Rare-earth luminescent complexes combine the useful luminescent properties of rare-earth ions with the high configurability of organic molecules. This allows their use in variety of applications. They can also for larger structures together with nanomaterials that have their own interesting optical properties. Together, this could be used to create so-called physically unclonable functions (PUFs), which are materials that have unique, inherent, and fingerprint-like physical properties that can be used for anti-counterfeiting measures.

Pingru Su, Yu Tang, Lanzhou University, China, and colleagues have developed a method for the electrostatic co-assembly of Ag nanoparticles (Ag-NPs) with positively charged Eu³⁺ complexes. The Eu³⁺ serve as an “ionic glue” binding to the negatively charged Ag-NPs. The resulting assembly Eu/Ag-NPs composite shows a boosted luminescent quantum yield and Raman signal intensities, and a modified luminescence lifetime compared with the “pure” Eu³⁺ complex via surface plasmon resonance effects.
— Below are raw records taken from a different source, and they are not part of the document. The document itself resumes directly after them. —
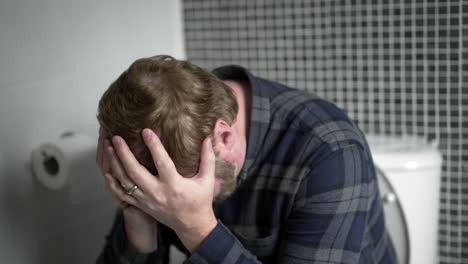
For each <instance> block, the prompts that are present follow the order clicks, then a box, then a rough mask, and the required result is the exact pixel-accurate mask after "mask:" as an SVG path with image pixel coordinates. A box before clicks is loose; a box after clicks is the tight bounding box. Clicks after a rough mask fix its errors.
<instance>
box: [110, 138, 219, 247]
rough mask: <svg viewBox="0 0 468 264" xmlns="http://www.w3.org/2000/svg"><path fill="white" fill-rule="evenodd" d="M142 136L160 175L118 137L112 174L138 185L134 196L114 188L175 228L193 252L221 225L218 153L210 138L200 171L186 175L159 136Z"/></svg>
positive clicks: (114, 143) (136, 205)
mask: <svg viewBox="0 0 468 264" xmlns="http://www.w3.org/2000/svg"><path fill="white" fill-rule="evenodd" d="M142 135H143V138H144V141H145V144H146V146H147V147H148V149H149V151H150V152H151V155H152V158H153V161H154V164H155V166H156V169H157V171H158V175H152V174H151V173H150V172H149V171H148V170H147V169H146V168H145V167H144V166H142V165H141V164H140V163H139V162H138V161H137V160H136V158H135V156H134V155H133V153H132V152H131V150H130V148H129V147H128V145H127V144H126V142H125V141H124V139H123V138H122V137H120V136H114V137H113V138H112V144H113V146H114V149H115V153H116V154H117V158H118V161H119V162H111V165H110V167H111V171H112V175H111V176H113V177H114V178H117V179H120V178H125V176H128V179H129V180H130V181H131V182H133V183H134V184H135V185H136V186H138V189H137V190H136V191H135V192H132V194H131V195H130V194H128V193H122V192H118V190H114V191H115V192H117V193H116V195H117V196H118V197H120V199H121V200H123V201H126V202H128V203H129V204H130V205H132V206H134V207H136V208H139V209H141V210H142V211H144V212H145V213H147V214H148V215H151V216H152V217H153V218H154V219H156V220H157V221H158V222H160V223H162V224H164V225H166V226H168V227H170V228H172V229H173V230H174V231H175V232H176V233H177V235H178V236H179V238H180V239H181V241H182V242H183V243H184V245H185V246H186V248H187V249H188V250H189V251H191V252H193V251H194V250H195V249H196V248H197V247H198V246H199V245H200V244H201V242H202V241H203V240H204V239H205V238H206V237H207V236H208V234H209V233H210V232H211V231H212V230H213V229H214V228H215V226H216V224H217V220H216V217H215V215H214V212H213V207H212V202H213V191H214V188H213V186H214V181H215V175H214V174H215V155H214V151H213V148H212V144H211V140H210V139H209V138H206V139H205V140H204V141H203V144H202V150H201V160H200V166H199V171H198V173H197V174H195V175H194V176H192V177H183V176H182V175H180V174H179V173H178V172H177V169H176V167H175V165H174V163H173V161H172V159H171V158H170V157H169V155H168V153H167V151H166V149H165V148H164V146H163V145H162V143H161V141H160V139H159V138H158V136H157V135H156V134H155V133H154V132H153V131H152V130H151V129H144V130H143V131H142ZM118 164H121V165H122V167H123V170H121V169H120V168H119V167H118ZM114 167H115V168H114ZM115 174H126V175H124V176H122V175H115ZM115 189H118V188H115ZM120 189H121V188H120ZM121 191H122V190H121ZM128 197H130V198H132V199H129V198H128Z"/></svg>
By drop-coating a dispersion of Eu/Ag-NPs onto substrates, the team created a new type of PUF label. This label allows for the quick retrieval of authentication codes using confocal Raman, fluorescence, and lifetime imaging. It supports the customization and integration of multiple authentication keys, enhancing anti-counterfeiting security.

• Electrostatic Self‐Assembly of Ag‐NPs Mediated by Eu³⁺ Complexes for Physically Unclonable Function Labels,
  Yao Kou, Yanan Guo, Lijuan Liang, Xue Li, Yifan Wang, Pingru Su, Chun‐Hua Yan, Yu Tang,
  Aggregate 2024.
  https://doi.org/10.1002/agt2.701